An interesting idea for the Transport Workers Union — just vote again on the narrowly rejected contract:
Posted: February 6th, 2006 | Filed under: Architecture & InfrastructureThere may be a simple solution to the complicated subway and bus contract mess: Put the narrowly rejected pact up for another vote.
If given a second chance, transit workers would pass the contract that fell by a mere seven votes last month, union leaders and workers told the Daily News.
“As each day passes, more and more have feelings of regret,” said Mike Morales, a Local 100 executive board member. “If we got an opportunity to see the same package today, and vote on it, I think it would be overwhelmingly approved.”

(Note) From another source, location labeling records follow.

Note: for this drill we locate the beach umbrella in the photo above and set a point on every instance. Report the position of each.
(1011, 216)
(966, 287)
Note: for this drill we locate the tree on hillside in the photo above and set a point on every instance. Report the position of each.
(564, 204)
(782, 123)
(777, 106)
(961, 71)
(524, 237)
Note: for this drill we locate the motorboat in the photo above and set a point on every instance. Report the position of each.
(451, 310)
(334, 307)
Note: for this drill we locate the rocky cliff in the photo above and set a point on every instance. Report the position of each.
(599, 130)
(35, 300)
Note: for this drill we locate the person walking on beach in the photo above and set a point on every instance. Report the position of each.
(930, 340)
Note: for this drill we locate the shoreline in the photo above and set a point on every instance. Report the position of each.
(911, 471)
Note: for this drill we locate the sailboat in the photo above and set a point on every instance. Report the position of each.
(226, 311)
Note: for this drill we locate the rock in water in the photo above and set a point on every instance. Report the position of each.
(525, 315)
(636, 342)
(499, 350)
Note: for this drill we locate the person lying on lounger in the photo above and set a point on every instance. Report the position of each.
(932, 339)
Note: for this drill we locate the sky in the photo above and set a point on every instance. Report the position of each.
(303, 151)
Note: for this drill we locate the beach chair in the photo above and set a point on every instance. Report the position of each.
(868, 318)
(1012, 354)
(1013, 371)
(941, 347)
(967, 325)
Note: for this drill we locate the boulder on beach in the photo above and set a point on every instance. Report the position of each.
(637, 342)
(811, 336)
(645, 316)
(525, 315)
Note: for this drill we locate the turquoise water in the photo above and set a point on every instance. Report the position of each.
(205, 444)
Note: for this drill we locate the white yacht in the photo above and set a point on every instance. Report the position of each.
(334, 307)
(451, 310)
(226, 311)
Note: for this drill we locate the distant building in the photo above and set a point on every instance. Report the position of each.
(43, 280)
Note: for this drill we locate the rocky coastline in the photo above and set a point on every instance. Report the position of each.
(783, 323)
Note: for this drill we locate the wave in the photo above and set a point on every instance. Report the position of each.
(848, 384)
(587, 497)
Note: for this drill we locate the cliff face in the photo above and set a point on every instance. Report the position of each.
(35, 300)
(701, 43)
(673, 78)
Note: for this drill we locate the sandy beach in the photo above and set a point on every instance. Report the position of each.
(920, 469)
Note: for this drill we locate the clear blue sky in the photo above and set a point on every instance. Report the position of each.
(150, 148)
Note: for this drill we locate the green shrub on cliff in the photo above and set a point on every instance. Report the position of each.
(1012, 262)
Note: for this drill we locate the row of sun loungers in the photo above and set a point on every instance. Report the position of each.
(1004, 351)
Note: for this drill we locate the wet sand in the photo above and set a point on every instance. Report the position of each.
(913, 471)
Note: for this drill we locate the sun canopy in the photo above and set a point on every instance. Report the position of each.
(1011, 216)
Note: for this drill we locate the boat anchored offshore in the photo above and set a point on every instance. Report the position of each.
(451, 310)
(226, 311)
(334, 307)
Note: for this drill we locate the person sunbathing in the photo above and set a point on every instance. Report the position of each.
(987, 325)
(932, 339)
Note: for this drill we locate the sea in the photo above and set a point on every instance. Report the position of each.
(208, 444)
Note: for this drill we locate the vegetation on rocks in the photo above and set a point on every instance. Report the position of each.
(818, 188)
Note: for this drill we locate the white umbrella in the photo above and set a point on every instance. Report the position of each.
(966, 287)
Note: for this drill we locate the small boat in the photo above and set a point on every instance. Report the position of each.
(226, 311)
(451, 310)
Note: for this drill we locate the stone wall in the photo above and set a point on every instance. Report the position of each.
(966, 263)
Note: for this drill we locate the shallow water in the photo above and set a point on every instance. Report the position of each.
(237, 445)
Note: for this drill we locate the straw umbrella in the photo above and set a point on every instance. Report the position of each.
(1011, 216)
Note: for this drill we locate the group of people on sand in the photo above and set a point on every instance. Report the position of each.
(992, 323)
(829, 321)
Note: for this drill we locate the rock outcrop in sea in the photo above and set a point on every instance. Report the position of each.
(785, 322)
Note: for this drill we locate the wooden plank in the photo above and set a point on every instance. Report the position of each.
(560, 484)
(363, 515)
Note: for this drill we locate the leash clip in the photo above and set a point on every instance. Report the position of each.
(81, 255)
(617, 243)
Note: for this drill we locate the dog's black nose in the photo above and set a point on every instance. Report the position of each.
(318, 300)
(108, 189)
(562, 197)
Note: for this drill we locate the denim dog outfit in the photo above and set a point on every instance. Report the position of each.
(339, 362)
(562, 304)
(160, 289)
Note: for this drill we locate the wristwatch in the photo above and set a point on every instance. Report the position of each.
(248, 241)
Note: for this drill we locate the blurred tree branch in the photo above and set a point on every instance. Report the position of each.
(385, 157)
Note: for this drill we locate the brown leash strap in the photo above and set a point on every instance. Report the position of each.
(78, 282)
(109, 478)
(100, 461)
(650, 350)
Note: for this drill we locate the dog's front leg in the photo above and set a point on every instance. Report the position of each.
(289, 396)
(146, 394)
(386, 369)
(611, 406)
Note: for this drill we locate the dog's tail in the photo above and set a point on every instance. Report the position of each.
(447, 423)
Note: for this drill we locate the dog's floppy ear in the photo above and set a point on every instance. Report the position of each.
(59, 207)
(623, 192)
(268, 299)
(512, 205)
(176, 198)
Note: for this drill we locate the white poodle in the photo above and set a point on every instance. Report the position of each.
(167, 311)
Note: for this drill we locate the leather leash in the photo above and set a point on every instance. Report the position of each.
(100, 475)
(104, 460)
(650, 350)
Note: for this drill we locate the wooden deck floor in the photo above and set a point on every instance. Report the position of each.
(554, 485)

Nothing prohibits the TWU from calling for another vote on the proposed 37-month deal, which was struck after an illegal three-day, pre-Christmas strike.
. . .
MTA officials declined to say what the agency would do if the 33,700 union members — who stand to lose two days’ pay for each day on strike — go back and approve the rejected deal.
The MTA’s current offer, which has been submitted to the state Public Employment Relations Board for possible arbitration, has the same 10.9% pay-raise structure, though the raises would be spread over 39 months instead of 37 months.
But it also revives one provision — new workers pay 4% of their wages for their pension plan — and drops a pension refund for about 20,000 workers that Gov. Pataki had opposed.
One transit worker who played a leading role in the grass-roots campaign against the rejected deal conceded the pact would pass now because of the MTA’s current offer.
“People are worried now,” the activist said. “That really shook them up.